Review Skill

Act as a senior engineer performing a thorough code review.

Announce at start: "Running review pass on [scope]."

When to use this skill

before delivering final code changes
after implementing a planned set of steps
before merging or shipping

Check targeting

User can run a single check by short name: /review security, /review edges, /review perf. If no check specified, run all 10.

| # | Check | Short name | | --- | --------------------------- | ------------- | | 1 | Correctness | correctness | | 2 | Edge cases & error handling | edges | | 3 | Security | security | | 4 | Performance | perf | | 5 | Tests | tests | | 6 | Design & maintainability | design | | 7 | DRY | dry | | 8 | YAGNI & overengineering | yagni | | 9 | Logging & observability | logging | | 10 | Documentation | docs |

Load stack context (sequential — before research)

Read .agents/rules/stack.md for pinned versions; otherwise read legacy .agent/rules/stack.md. If neither exists, infer versions from go.mod, mix.exs, package.json, or equivalent. These versions scope all subsequent web searches.
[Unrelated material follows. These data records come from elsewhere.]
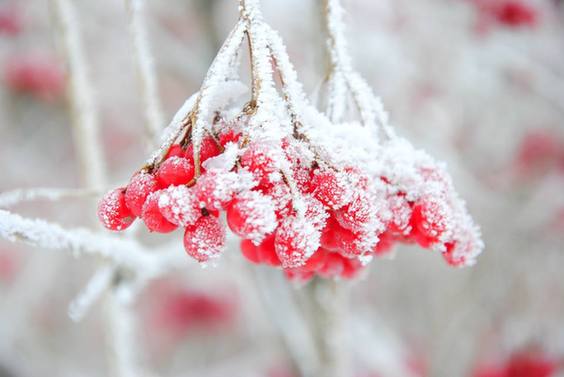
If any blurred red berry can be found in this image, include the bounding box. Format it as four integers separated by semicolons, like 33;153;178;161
125;172;158;217
184;216;225;262
98;188;135;230
4;56;65;101
157;156;194;187
141;191;177;233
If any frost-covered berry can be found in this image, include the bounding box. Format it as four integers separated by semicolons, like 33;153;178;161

If stack.md is missing from both locations and no versions can be inferred, print: "No stack.md found. Run /stack to pin your versions — this improves web search accuracy." Then continue.

Research before reviewing

Do all research in parallel (invoke multiple tool calls in the same response):

Use git diff against the pre-implementation baseline for the review scope.
Read all changed files in parallel to build full context.
Search the web for version-specific docs, gotchas, and best practices scoped to stack.md versions.
Read .promptherder/hard-rules.md if it exists.
Read .promptherder/convos/<slug>/plan.md and .promptherder/future-tasks.md.
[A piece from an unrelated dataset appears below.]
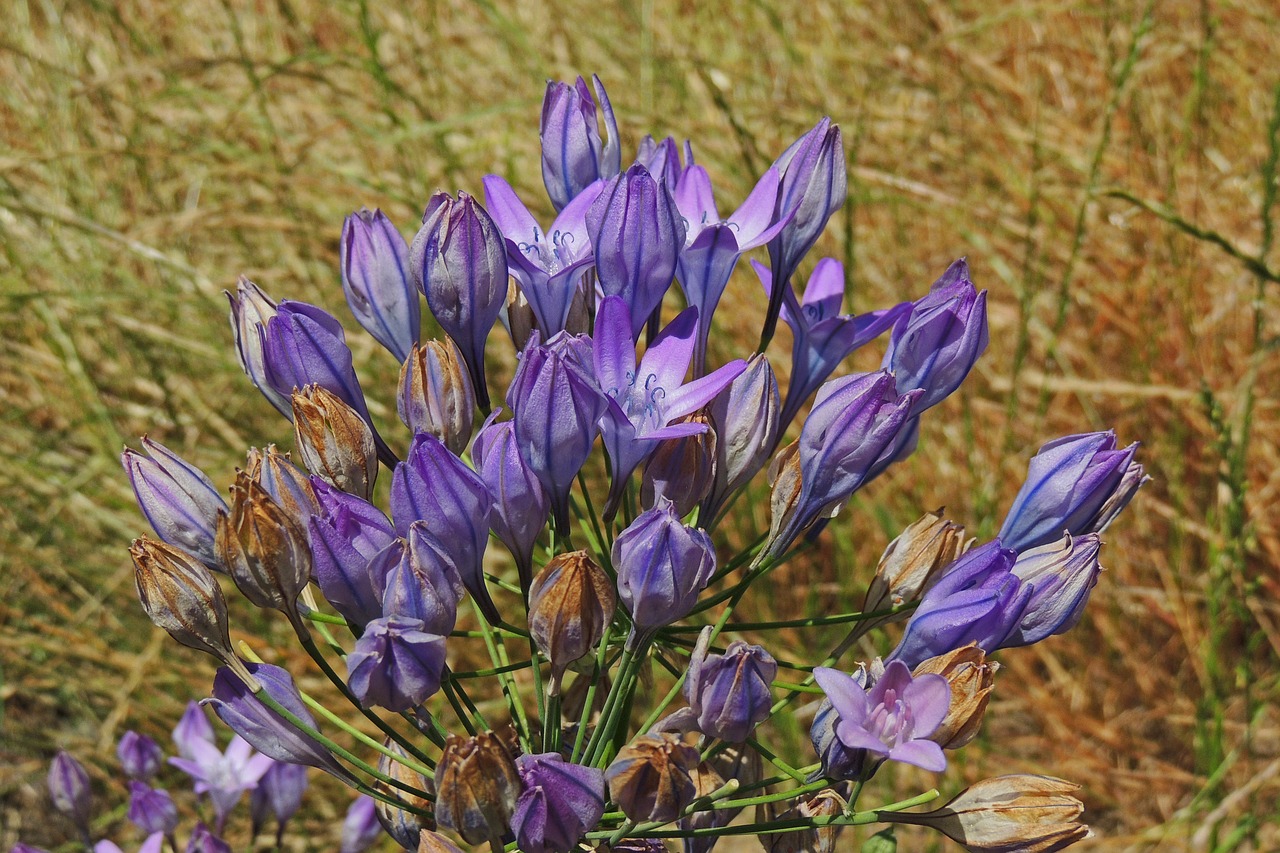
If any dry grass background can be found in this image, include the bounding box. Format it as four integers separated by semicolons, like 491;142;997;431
0;0;1280;850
Review checks (run in parallel)

Each check is independent. Fire all checks concurrently. Checks marked 🔍 require web research using the specific versions from stack.md.

🎯 1. `correctness` — does it do what was asked?

Walk through every step in .promptherder/convos/<slug>/plan.md. Confirm the code delivers each one. Cross-check .promptherder/future-tasks.md — catch any deferred idea we accidentally skipped. Read .promptherder/hard-rules.md — flag any violation. Hard rules are non-negotiable. Verify return values, status codes, and error types match the contracts defined. Trace every conditional branch. Confirm all expected states are handled, not just the happy path. Check pre/post conditions: what must be true before calling a function, and what must be true after it returns? Flag any violations. Flag hardcoded solutions that only work for specific test inputs. The code must solve the general problem.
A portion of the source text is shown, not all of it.